Do my business activities need to be UK GDPR and DPA compliant?

Where data and the processing of such data is to be undertaken by a businesses as part of its business activities, the relevant business will need to be aware of its obligations under the UK GDPR and the Data Protection Act 2018 (being its implementing statute).

Processing data includes, but is not limited to, the use, storage, alteration or destruction of personal data by an entity. This also includes both wholly or partially automated methods of data processing as well as manual processing.

Some examples of processing include the storage of IP addresses, databases with client details (such as email addresses, telephone numbers, physical addresses etc.) and adminsitration of staff/payroll processes.

Personal data under UK GDPR includes any data which relates to an identiifed or identifiable person; namely data which could be used to identify a person.

Due to the broad definition of processing, it is likely that most businesses will need to be aware of their data processing obligations and its requirements thereunder.

A data processor should also be aware of its obligations to have adequate systems in place for the processing of personal data and that the staff involved in data processing are adequately trained and aware of their responsibilities in relation to the safeguarding of data subjects personal data.
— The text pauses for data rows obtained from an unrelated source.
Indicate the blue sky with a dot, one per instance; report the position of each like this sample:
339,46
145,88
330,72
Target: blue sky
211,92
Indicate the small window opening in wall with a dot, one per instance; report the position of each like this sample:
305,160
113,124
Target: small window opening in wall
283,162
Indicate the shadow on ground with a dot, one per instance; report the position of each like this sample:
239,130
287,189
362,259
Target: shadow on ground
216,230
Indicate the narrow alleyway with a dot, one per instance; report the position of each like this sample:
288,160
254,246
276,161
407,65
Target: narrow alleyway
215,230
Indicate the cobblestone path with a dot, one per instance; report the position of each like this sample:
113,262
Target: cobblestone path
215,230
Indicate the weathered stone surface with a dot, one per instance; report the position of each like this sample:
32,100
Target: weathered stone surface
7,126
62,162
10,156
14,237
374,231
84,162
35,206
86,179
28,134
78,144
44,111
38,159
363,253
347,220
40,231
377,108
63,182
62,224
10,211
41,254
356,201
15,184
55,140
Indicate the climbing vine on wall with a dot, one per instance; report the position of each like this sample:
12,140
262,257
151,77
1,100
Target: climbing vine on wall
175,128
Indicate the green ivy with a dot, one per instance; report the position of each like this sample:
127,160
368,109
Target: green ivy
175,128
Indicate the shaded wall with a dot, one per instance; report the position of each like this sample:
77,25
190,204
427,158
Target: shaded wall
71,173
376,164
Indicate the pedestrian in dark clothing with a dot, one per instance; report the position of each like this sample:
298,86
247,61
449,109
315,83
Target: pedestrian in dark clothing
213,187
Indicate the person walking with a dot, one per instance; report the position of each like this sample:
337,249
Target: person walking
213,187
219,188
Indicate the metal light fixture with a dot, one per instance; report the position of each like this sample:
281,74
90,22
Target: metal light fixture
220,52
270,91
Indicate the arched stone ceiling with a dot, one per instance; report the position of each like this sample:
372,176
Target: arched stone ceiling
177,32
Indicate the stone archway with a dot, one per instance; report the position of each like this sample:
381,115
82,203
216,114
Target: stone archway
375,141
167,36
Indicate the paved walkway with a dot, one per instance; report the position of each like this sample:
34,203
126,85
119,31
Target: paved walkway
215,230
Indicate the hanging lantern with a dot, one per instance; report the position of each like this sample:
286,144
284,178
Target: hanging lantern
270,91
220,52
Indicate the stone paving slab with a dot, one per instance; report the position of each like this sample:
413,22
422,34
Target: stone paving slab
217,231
A data controller on the otherhand is an entity which determines the purposes for which and the manner in which personal data is to be processed. This means that a party which is a data controller will determine ‘why’ and ‘how’ data is to be processed.

Where a data controller is to outsource its processing (or a processor outsources to a sub-processor) then they should conduct thorough due diligence on the external processor/sub-processor particularly in relation to their security framework and procedures in place in case of a data breach, as typically overall responsibility rests with the data controller.